Yani algılama kapasitemiz var, bu da beynimizin tüm uyaranlara eşit derecede dikkat etmediği anlamına geliyor çünkü yalnızca sınırlı sayıda unsura odaklanabiliyoruz, aksi halde çevremize uyum sağlayamazdık.
Algı adı verilen bu süreç sayesinde bazı unsurları duyularımız aracılığıyla fark eder ve işleriz.
Evrimsel süreçler uzmanı bunu şöyle açıklıyor:
“Belirli bir uyarana güçlü bir şekilde odaklanmamız, ya yakın zamanda bu uyarana birçok kez maruz kalmış ve onu ilginç bulmuş olmamız, ya yoğun bir renk ya da bizi duygusal olarak harekete geçiren bir şeyle karşılaşmış olmamızdan kaynaklıdır ve bu da algımızı bu tür uyaranlara karşı daha açık hale getirir.”
Muhtemelen o anda beynimizin yakaladığı şey, bizim için neyin önemli olduğuyla ilgilidir. Bu nedenle, benzer bir uyarıcı gördüğümüzde, beynimiz dikkatini ona yöneltir.
Bu şekilde, duygusal unsurlar belirli bir anda o belirli uyarıcıya daha fazla dikkat yönelterek frekans yanılsamasına yol açabilir; bu da neden herkesin aynı uyarıcıya ve nesneye aynı şekilde tepki vermediğini açıklar.
Örneğin, hamile bir kadın görüyorsanız ve sonra sürekli hamile kadınlar görmeye devam ediyorsanız, bunun nedeni muhtemelen hayatınızın tam o anında bunun sizin için çok önemli bir şey olması.
Riera bunu şöyle açıklıyor:
“Bu duygusal yönlerle bağlantılı ama aynı zamanda bilişsel.
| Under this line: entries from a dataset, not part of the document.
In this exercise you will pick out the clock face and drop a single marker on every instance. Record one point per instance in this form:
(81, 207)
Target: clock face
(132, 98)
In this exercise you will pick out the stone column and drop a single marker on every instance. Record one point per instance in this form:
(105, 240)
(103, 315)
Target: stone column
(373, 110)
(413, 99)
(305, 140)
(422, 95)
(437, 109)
Belki bir çocuğumu kaybettim, belki hamile kalmak istiyorum ya da belki hamileyim. Yani tam da o anda benim için önemli bir şey.”
Bu, karşılaştığımız uyaranın türüne bağlı olarak beynin farklı bölgelerinin frekans illüzyonunda rol oynadığı ve her birimizin farklı tepki vermesine neden olduğu anlamına gelir.
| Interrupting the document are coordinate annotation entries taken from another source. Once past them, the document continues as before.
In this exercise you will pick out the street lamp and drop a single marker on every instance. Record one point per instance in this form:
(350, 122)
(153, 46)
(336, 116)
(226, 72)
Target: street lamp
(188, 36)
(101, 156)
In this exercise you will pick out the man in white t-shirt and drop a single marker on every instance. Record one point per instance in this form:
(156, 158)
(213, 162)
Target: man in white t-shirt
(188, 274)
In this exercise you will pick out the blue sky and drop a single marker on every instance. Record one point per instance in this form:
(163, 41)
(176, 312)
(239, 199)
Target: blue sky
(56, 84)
“Frekans yanılsaması gibi şeylere neden olan, tüm duygusal sistemimiz ve algılama şeklimiz aracılığıyla bizleriz.”
“Çok sayıda mavi araba görürsem, diyelim ki bazı varsayımsal çıkarımlar yapıyorum ve gerçekten de her yerde mavi arabalar var diye düşünüyorum. Bu, belirli algısal değişikliklere neden olan birçok önyargı vakasının temelidir ve frekans yanılsaması buna örnektir” diye açıklıyor Riera.
“Örneğin, yakın zamanda kötü bir meyve yediysem ve kendimi iyi hissetmiyorsam, muhtemelen en az birkaç günümü bunun daha sık yaşandığını gözlemleyerek veya bu durumu yaşayan insanlarla konuşarak geçireceğim. Beynimin yaptığı şey tehlikeli bir duruma uyum sağlamak, bu yüzden önemli.”
“Önyargı her zaman kötü olmak zorunda değil. Bazen önyargılar çevremize uyum sağlamamıza ve hayatta kalmamıza yardımcı olur” diye ekliyor.
Riera’ya göre, trafik kazası gibi travmatik olaylarla bağlantılı olmadığı sürece normalde olumsuz bir etkisi olmaz. Bu durumda, örneğin travma sonrası stres bozukluğu belirtisi olarak ortaya çıkabilir, ancak mutlaka herhangi bir soruna neden olması şart değildir.